Posts Tagged ‘John Moores University’

Drink Young, Drink Less?

In society|BOOK on December 7, 2009 at 4:53 pm

Research findings from Liverpool John Moores University state that allowing children to drink occassionally may reduce binge drinking. Almost 10, 000 15-16 year old participants completed the survey which found that drinking at home may protect children from alcohol damage and violence.

Clearly, drinking at home is the safer option.  According to study results, over a third of drinkers in the above age group admitted to buying their own alcohol.  Obviously, when children buy their own alcohol, there is more free reign as parents are unaware of their drinking behaviours.  The child wants to escape from the environment where underage drinking is not acceptable.  Parents rules can drive children away, resulting in harmful alcohol-related behaviours.  These ideas are confirmed within the research findings, as children buying alcohol were much more likely to binge drink and drink in public places.

Although abstinence within the family removes the risk of drinking alcohol, this benefit is restricted to the home environment.  When parents do not allow their children to drink, they are increasing the likelihood of excessive drinking and dangerous environments. Drinking can sometimes be a result of peer pressure and therefore drinking a small amount at home can show the child that there is nothing that special about the consumption of alcohol.  It would result in the prevention of rebellious behaviours related to alcohol and provide the child with a safe environment to learn the effects and consequences of drinking.

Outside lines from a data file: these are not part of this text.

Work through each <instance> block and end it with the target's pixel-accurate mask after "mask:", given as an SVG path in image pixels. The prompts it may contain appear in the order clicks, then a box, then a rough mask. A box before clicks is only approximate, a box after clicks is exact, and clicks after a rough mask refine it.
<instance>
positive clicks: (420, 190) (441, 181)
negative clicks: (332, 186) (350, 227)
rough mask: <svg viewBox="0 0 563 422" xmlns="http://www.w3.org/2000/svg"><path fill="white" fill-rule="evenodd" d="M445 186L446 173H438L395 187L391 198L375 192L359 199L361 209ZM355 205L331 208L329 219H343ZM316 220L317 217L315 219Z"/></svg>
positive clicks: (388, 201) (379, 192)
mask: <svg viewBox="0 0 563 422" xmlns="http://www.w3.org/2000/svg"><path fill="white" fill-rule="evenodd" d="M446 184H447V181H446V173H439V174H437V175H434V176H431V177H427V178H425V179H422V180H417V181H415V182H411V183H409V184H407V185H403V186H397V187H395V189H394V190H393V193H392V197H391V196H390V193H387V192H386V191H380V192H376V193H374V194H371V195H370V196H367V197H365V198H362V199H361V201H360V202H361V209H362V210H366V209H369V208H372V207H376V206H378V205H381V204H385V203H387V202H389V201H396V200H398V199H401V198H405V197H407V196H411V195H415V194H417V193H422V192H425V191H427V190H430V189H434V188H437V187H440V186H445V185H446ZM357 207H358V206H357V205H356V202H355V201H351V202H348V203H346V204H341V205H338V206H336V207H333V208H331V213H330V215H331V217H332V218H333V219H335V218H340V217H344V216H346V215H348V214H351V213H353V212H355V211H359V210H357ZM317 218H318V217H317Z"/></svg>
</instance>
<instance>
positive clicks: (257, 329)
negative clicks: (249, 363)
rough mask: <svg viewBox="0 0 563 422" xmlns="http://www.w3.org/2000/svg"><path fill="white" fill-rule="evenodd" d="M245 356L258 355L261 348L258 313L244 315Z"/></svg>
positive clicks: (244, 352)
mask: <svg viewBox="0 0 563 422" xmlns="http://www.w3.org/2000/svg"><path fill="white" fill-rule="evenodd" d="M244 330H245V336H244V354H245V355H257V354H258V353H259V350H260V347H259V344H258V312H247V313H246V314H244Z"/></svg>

Alternatively, you could argue that children learn from their mistakes and experiences.  Thus drinking outside of the home may in some cases prevent future cases.  However, this is a high risk to take, as some children have no concept of limits to their drinking habits and will do anything to feel popular and part of a social group. If parents give their children an occassional drink, they are taking the responsibility of teaching them how to control their alcohol intake in social situations, increasing their safety.